僕、守ったよ。被災地の福島県白河市に向かう。


 
明日、僕を除いた家族全員が福島県白河市に車で向かうことになった。
白河市に義父の主宰するバレエスタジオがあるためだ。
ちなみに義父は、白河に住んでいるのではない。川崎で同居している。
つまり、30年以上毎週通っているわけだ。
で、震災後のレッスン再開の初日が明日。
動物もいるので、僕だけが川崎で留守番。
 
8歳長女と6歳長男は、川崎でも別のバレエスタジオに通っている。
そして毎週末は、白河でも義父や妻の鈴木麻矢を先生に、
白河の子どもたちと一緒にレッスンに汗を流している。発表会にも出てる。
(3歳の次女は例外、バレエにはいまひとつ興味がないらしい。
 いつもスタジオ内で遊んでいる・・・)
 
★★★★★★★
   
震災は、3月11日の金曜日だった。
もしあと20分地震発生が遅れていたら、妻と子どもたち3人はJR南武線に乗っていた。

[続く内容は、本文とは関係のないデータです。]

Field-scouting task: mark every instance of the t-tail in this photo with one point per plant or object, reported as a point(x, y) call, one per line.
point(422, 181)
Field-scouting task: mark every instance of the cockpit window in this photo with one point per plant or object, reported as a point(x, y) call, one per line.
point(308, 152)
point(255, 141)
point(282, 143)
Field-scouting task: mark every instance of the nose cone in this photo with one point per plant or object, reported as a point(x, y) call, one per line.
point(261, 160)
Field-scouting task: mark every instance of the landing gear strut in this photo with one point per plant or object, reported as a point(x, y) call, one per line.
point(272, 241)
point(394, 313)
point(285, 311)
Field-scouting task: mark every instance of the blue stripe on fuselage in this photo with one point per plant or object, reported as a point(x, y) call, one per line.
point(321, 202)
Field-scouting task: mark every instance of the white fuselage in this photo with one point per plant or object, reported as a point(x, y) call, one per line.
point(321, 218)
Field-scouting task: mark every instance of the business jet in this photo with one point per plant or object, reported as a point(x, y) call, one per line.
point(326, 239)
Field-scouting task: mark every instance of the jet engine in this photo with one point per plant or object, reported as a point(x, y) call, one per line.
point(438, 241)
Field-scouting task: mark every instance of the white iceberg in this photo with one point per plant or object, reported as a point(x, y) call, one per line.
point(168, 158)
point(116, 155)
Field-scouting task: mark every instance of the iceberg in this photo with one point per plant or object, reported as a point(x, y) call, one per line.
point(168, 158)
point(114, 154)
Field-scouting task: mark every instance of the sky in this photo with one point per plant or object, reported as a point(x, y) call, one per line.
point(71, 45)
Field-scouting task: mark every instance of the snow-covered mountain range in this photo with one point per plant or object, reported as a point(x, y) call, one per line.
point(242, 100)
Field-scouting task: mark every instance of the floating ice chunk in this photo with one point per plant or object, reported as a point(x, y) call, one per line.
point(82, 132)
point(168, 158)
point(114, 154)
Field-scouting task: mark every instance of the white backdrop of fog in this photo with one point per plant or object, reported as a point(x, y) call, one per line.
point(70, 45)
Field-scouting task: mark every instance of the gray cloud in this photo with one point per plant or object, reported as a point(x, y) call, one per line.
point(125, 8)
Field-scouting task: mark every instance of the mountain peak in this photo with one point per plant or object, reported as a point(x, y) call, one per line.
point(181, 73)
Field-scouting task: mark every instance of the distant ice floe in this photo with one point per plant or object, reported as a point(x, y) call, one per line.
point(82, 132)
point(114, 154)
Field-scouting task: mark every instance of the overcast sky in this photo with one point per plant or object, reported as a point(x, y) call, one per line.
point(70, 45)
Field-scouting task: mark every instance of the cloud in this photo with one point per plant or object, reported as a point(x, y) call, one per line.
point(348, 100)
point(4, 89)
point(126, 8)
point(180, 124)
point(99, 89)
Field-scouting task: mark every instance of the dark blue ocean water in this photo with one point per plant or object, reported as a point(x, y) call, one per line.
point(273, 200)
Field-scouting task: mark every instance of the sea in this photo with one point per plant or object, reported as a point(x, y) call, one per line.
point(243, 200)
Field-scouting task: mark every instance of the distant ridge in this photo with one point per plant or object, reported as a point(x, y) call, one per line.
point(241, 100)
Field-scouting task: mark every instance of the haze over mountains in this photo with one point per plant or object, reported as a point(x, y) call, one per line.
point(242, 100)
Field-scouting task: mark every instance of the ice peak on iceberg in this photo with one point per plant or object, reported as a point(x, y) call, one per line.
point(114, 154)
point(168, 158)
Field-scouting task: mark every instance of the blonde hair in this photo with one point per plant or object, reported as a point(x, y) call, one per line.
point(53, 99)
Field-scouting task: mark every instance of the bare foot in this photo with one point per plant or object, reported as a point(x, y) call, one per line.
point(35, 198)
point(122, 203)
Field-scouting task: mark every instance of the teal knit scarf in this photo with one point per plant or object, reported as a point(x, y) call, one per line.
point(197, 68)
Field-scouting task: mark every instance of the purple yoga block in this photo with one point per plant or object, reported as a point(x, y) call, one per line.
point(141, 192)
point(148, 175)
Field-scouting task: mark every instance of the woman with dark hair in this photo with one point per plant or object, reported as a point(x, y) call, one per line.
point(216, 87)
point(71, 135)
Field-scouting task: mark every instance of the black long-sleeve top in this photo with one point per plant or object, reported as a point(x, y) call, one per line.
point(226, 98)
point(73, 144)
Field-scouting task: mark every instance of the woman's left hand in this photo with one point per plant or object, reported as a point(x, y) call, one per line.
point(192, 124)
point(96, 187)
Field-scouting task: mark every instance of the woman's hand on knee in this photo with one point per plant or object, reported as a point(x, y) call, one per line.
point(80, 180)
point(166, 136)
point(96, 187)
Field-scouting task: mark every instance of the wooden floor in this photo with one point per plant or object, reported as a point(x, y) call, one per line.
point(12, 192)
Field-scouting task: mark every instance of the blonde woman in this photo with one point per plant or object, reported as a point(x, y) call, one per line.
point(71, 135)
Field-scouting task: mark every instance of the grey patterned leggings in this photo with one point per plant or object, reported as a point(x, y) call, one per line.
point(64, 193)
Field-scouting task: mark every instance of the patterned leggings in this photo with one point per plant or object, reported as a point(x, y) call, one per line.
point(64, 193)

そしてもしあと1時間半遅れていたら、東北新幹線に乗っていた。
まだ春休み前で小学校や幼稚園があったので、
その後母親と白河に向かう予定になっていた。
義父は2日前に、すでに車で白河に行っていた。
つまり、義父は白河で地震に遭遇。
川崎に帰ることができなくなり、何とか戻ったのは16日の早朝、
普段なら高速で3時間足らずを8時間かけて一般道で帰ってきた。
長男の卒園式当日の朝だった。
また僕はといえば、地震の時、墨田区のtptのアトリエにいた。
電話は一向につながらず、隅田川から多摩川へと歩いて東京都を横断した。
     
地震発生直前、僕のいない川崎の自宅では、
長男と次女を家に置き、妻は長女を迎えに自転車で小学校近くまで。
長女を自転車後部に乗せて帰宅途中に地震発生。
6歳の子と3歳の子が、家で二人っきり、あの揺れを経験した。
妻が青ざめて帰宅した時、
二人は居間の低いテーブルの下に潜り込んでいた、とのこと。
恐がって凍り付いていたのは、3歳ではなく6歳だったよう。
「僕、ゆうちゃん(3歳)を守ったよ」
  
★★★★★★★
   
白河のレッスン再開は、早くても来週か、と僕は思っていた。
白河はライフラインがなんとか復旧したばかり、
もちろん崩壊した家も多々あり、
それにガソリン不足で生徒さんがスタジオに来られない、だろうと。
が、一昨日父母の会の会長さんのママさんから電話が入り、
みんなうずうずしてるからぜひ今週(水曜)からレッスンを、ということだった。
 
そこでもちろん義父はいくことに。
問題は、うちの3人の子どもたちだ。
春休みだから、義父と一緒に水曜日(明日)に車で行ける。
どうする? 行かせるか? わざわざ被災地に?
バレエのレッスンのために?
  
人体には影響ないレベルということだが、
放射能が気にならないと言えば嘘になる。
(大人はともかく子どもたちにとって)
が、行かせないと
白河の子どもたちや親御さんに対して、
なんだかとても後ろめたい感じがする。
「自分たちばかりが安全圏。」
  
また川崎では今週末の土曜日、
卒園生30人程とその兄弟、ママさんたちの集まりで、近所でお花見もある。
白河に行けば、うちの子どもらはそれにも参加できなくなる。
どうするかな?
とりあえず、子どもたちに聞いてみる。
行きたいか、行きたくないか。
  
妻「どうする? 白河行く? お花見はいけなくなるよ?
  食べるものもそんなにないかもしれないし。」
  
8歳と6歳「うん、行く。白河のみんなに会いたい!」
  
何の迷いもなく即答だった。
パパとママは、なんだか嬉しかった。
白河の子どもたちと一緒に、元気に遊んでほしい。
(いや、バレエのレッスンだった)
  
ところで昨夜、
6歳長男がうなされた、寝ぼけて起き上がり叫んだ。
「早く入って!」
どうやら地震の時の夢を見ているらしい。
3歳の子をテーブル下に誘導しているようだ。
「ふせて!」
と叫ぶや否や、息子は実際に勢いよく伏せた。
下には妻の顔面が。
息子の頭突きが妻の鼻にヒット。
妻、うめく。息子は、そのまま寝た。
   
震災後、子どもたちの行動に変化が現れているとのこと。
確かにハグを要求してくる回数が増えている。
今はできるだけ抱きしめてやるしかない。